In Kagan and Kristol's essay--celebrated at the time as a call to arms against the Clinton administration's foreign policy--the two Neocons put their charge succinctly: "The remobilization of America at home ultimately requires the remobilization of American foreign policy." The combination that had moralized America in the cold war had flipped--by the late 1990s, according to Kagan and Kristol, foreign adventures would provide moral clarity for Americans thus reversing the logic that the public's moral clarity about the nation would guide America's missions abroad. "It is foolish to imagine," they asserted, "that the United States can lead the world effectively while the overwhelming majority of the population neither understands nor is involved, in any real way, with its international mission." K & K provided a new understanding of war--war would moralize the nation.
The high opinion of the military implicit in Kagan and Kristol's argument corresponded with an attitude about the nation that Ricks found within the military. In an obvious nod to the culture wars, Ricks wrote, "There is widespread agreement that over the past few decades American society has become more fragmented, more individualistic, and less disciplined, with institutions such as church, family, and school wielding less influence. Whatever the implications of these changes, they put society at odds with the classic military values of sacrifice, unity, self-discipline, and considering the interests of the group before those of the individual." In a statement that echoed other culture warriors, William S. Lind, a military analyst and resident intellectual for the Marine Corp, declared that given the state of his nation, "The next real war we fight is likely to be on American soil." Ricks observed that Lind's statement echoed the sense that many soldiers had of the great distance between themselves and civilians. The military had become latter day Puritans living out a jeremiad in the name of an abstract understanding of their nation and pitted against evil from within as well as without.

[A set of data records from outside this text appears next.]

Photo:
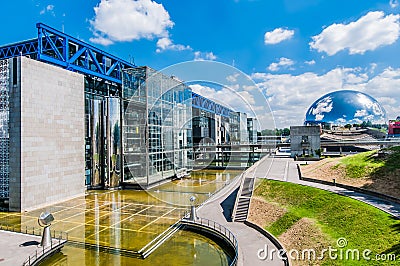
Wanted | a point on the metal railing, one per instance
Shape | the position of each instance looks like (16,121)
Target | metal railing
(222,230)
(33,258)
(58,239)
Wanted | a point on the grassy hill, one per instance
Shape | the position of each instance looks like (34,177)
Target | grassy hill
(373,170)
(310,218)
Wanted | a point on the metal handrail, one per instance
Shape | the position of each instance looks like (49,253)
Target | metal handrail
(61,237)
(223,231)
(34,256)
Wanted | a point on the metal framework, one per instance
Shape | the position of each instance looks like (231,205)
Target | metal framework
(58,48)
(203,103)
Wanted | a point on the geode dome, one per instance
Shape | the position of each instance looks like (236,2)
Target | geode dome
(345,107)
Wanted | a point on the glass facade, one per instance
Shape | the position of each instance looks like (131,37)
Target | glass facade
(157,130)
(4,134)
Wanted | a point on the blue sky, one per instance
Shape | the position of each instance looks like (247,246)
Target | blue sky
(295,51)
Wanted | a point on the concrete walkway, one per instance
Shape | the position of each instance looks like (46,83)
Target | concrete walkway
(250,240)
(285,169)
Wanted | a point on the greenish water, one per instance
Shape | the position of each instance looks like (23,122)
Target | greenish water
(128,219)
(184,248)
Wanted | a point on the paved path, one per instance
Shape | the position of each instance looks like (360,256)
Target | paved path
(250,240)
(285,169)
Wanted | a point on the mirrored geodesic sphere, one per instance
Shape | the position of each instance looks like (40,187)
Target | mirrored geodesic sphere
(345,107)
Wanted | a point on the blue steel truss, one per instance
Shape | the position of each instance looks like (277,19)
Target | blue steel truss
(203,103)
(58,48)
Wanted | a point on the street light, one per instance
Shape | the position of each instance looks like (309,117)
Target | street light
(193,216)
(44,221)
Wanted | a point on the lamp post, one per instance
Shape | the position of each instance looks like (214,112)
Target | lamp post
(44,221)
(193,216)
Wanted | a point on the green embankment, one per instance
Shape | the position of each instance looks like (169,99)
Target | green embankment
(363,226)
(368,164)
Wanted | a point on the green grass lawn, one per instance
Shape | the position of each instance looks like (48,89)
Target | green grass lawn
(363,226)
(367,163)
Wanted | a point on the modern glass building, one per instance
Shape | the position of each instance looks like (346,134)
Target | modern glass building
(95,121)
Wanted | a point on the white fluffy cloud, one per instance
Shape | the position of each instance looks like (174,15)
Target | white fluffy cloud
(48,8)
(283,62)
(277,35)
(167,44)
(291,95)
(394,3)
(366,34)
(200,56)
(127,20)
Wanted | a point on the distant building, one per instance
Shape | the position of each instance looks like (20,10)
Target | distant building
(394,127)
(305,140)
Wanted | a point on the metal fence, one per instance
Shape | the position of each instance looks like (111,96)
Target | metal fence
(222,230)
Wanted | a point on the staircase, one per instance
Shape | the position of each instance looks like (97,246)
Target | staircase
(243,200)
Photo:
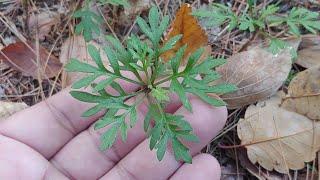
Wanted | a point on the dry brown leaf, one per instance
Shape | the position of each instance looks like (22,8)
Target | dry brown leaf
(42,23)
(136,7)
(257,73)
(22,57)
(9,108)
(193,36)
(255,170)
(309,54)
(76,47)
(304,94)
(276,138)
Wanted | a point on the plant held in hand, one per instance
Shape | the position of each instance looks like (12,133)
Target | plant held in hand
(143,59)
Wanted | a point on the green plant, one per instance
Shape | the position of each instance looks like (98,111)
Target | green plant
(143,58)
(257,20)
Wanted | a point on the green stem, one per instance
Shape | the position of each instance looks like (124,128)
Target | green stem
(131,80)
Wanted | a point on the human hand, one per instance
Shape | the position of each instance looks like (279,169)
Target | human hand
(52,141)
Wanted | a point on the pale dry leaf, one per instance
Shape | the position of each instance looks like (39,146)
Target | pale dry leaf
(43,23)
(9,108)
(22,56)
(192,34)
(76,47)
(309,53)
(257,73)
(255,170)
(304,94)
(276,138)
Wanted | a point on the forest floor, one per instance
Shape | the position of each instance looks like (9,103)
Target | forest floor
(17,23)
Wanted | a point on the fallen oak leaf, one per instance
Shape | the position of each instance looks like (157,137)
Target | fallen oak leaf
(304,94)
(257,73)
(43,23)
(192,34)
(22,57)
(276,138)
(309,53)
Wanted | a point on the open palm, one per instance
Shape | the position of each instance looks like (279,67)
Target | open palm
(52,141)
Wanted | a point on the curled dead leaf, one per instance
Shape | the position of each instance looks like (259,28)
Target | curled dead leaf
(23,57)
(136,7)
(9,108)
(43,23)
(76,47)
(257,73)
(304,94)
(193,36)
(276,138)
(309,53)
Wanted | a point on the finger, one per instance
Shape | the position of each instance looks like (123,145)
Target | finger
(141,163)
(203,167)
(81,158)
(19,161)
(49,125)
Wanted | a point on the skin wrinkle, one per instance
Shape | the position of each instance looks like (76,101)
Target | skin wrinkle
(62,118)
(61,169)
(113,149)
(123,172)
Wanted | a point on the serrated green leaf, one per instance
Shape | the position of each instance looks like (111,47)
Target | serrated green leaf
(76,66)
(179,121)
(181,152)
(108,138)
(133,117)
(162,146)
(86,97)
(293,28)
(95,55)
(124,3)
(155,135)
(160,94)
(89,23)
(124,131)
(86,81)
(154,18)
(119,48)
(118,88)
(176,60)
(187,135)
(206,67)
(92,111)
(104,83)
(178,88)
(147,119)
(107,119)
(163,26)
(113,60)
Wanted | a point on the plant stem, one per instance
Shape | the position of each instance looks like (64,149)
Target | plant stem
(131,80)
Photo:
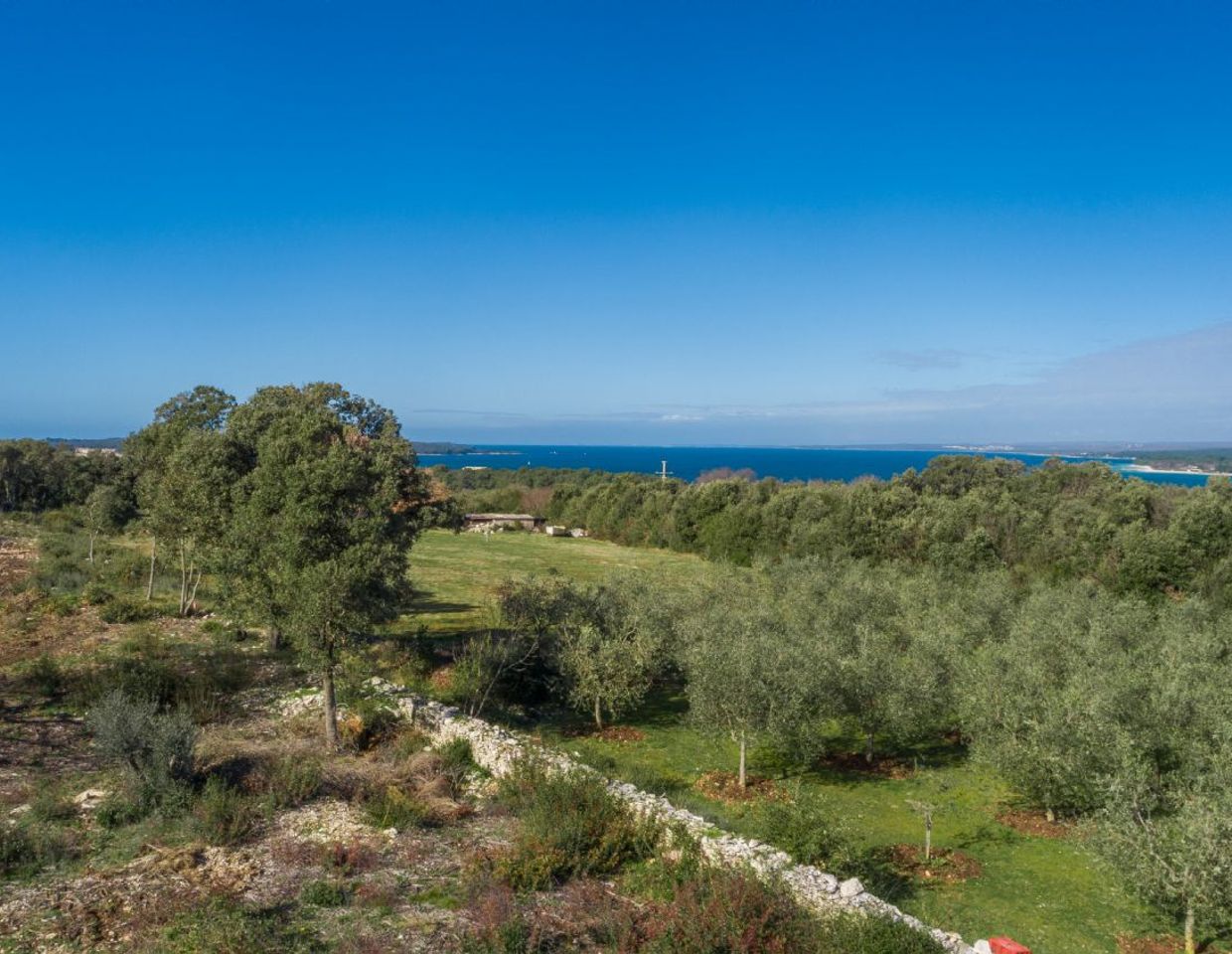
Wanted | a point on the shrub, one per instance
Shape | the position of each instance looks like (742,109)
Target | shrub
(225,632)
(325,893)
(46,676)
(810,831)
(30,846)
(61,604)
(391,808)
(225,927)
(97,593)
(369,722)
(571,826)
(291,779)
(732,911)
(225,815)
(154,748)
(47,806)
(127,609)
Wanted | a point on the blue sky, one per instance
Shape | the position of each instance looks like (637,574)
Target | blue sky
(686,224)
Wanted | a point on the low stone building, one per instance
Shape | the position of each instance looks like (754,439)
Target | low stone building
(503,522)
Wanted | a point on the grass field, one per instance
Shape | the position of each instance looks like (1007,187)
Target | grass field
(456,574)
(1047,892)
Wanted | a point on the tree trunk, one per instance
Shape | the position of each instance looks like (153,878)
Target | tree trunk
(330,706)
(184,578)
(149,585)
(193,595)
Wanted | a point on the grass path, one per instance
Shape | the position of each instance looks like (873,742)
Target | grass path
(456,574)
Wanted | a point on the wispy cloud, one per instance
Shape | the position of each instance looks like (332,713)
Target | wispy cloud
(1173,388)
(924,359)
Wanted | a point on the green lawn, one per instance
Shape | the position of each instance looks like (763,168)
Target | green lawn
(456,574)
(1048,893)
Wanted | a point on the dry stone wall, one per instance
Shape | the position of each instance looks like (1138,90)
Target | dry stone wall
(498,749)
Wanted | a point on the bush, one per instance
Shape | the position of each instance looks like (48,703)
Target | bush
(46,677)
(732,911)
(154,748)
(29,847)
(139,678)
(225,927)
(225,815)
(127,609)
(292,779)
(325,893)
(97,593)
(225,632)
(810,831)
(391,808)
(571,826)
(369,722)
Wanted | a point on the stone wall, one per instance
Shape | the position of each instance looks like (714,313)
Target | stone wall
(497,749)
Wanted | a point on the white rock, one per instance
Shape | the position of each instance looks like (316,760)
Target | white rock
(850,887)
(90,799)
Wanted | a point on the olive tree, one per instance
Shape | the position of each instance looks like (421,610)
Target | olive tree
(605,653)
(743,665)
(1173,842)
(872,662)
(1050,703)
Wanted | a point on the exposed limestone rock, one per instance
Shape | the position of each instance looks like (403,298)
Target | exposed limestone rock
(498,750)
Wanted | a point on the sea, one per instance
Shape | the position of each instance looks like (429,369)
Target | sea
(786,463)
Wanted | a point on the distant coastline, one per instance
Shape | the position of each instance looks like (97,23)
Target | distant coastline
(1187,471)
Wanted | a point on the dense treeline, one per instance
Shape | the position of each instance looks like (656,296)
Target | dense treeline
(961,513)
(301,503)
(36,475)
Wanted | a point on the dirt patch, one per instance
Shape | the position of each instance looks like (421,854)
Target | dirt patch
(16,562)
(1027,821)
(34,744)
(725,786)
(853,763)
(946,866)
(1160,944)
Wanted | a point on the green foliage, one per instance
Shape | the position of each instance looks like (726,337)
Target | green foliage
(735,913)
(226,927)
(127,609)
(811,830)
(46,676)
(154,748)
(570,826)
(291,779)
(29,846)
(37,476)
(1171,841)
(325,893)
(391,808)
(225,815)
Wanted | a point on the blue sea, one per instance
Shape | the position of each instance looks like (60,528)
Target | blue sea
(786,463)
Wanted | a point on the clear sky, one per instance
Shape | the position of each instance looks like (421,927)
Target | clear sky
(625,222)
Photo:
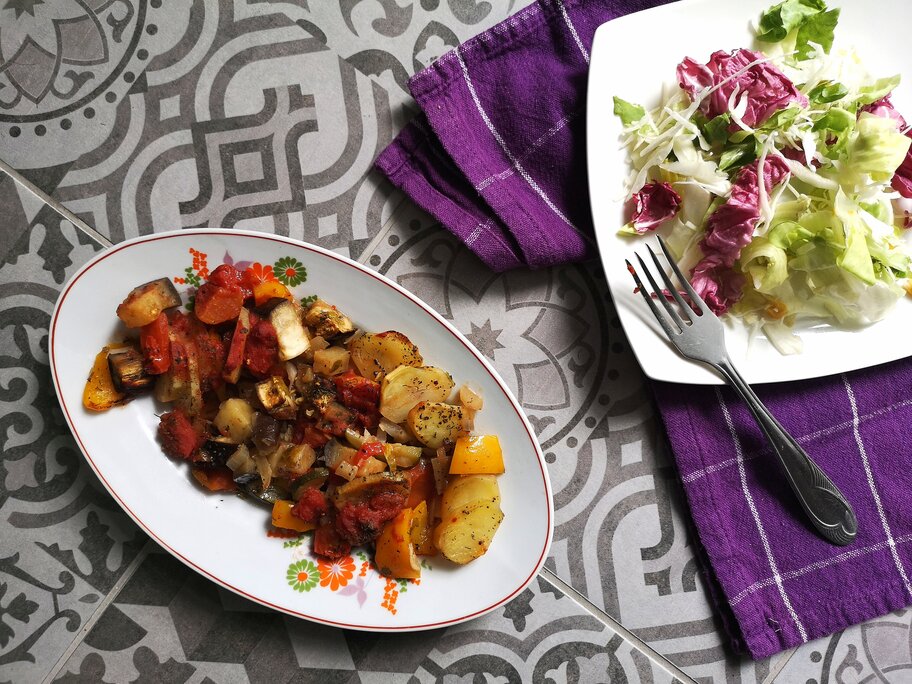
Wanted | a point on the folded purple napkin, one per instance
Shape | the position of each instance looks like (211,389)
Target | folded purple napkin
(498,156)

That was before September 11, Afghanistan and Iraq. The New York Times started running its Opinionator blog "Home Fires" in 2007 to provide reflections for "men and women who have returned from wartime service in the United States military." The question that pervades the entries here is whether we can call this era "wartime" and what it means to return from military service. In a post entitled "On War and Redemption," from Timothy Kudo, a Captain in the Marines who served in Iraq and Afghanistan, Kudo ruminates not so much about how he can't relate to folks stateside, but how difficult it is to relate the experiences he's had without sounding incomprehensibly evil.
"It's not the sights, sounds, adrenaline and carnage of war that linger," he writes. "It's the morality. We did evil things, maybe necessary evil, but evil nonetheless." What did he do? He contributed to the killing of two unarmed Afghan men on a motorcycle. Kudo recognized that this is war and the war creates destruction--including the ultimately senseless killing of civilians. He can't justify this action or the totality of hundreds, perhaps thousands of similar actions to the people who suffer. As a few of my colleagues said about the previous post, while most Americans might not sacrifice in these current wars, there are plenty who do.
What has troubled Kudo in a way that I think approaches a theological grappling of war is the collective, systematic engagement with the moral implications of war. "Civilians can't shoulder the responsibility for killing, but" he asserts, "the social contract demands they care for those who do. And this is the great disconnect in our society now, because that feeling of responsibility is still locked behind the fences of our military bases." A responsibility for what, though? According to Kagan and Kristol and perhaps an earlier iteration of Kudo's peers in the military, it was for that abstract moral understanding of America. Now? The war remains in actions committed in it but does the war gesture toward something greater--does it reveal the meaning for which it was fought?
Kudo doesn't want war to moralize America or to provide moral clarity to his civilian peers. He seems to want something that exists beyond war--something postwar--but can't imagine that such a place exists when so few have attempted to come to terms with war. He wonders what, if anything, he killed for. In the comments section on his post, many readers scolded him for thinking he could find redemption in war at all. And yet, his point, it seems to me, wasn't to ask for clemency but to wonder if war can ever make apparent the morality of a cause. Kudo's wonder strikes at the heart of an imagined covenant that makes war more than mechanized slaughter. His experience, though, disturbs the confidence that we, the civilians he ostensibly fought for, know what that covenant means.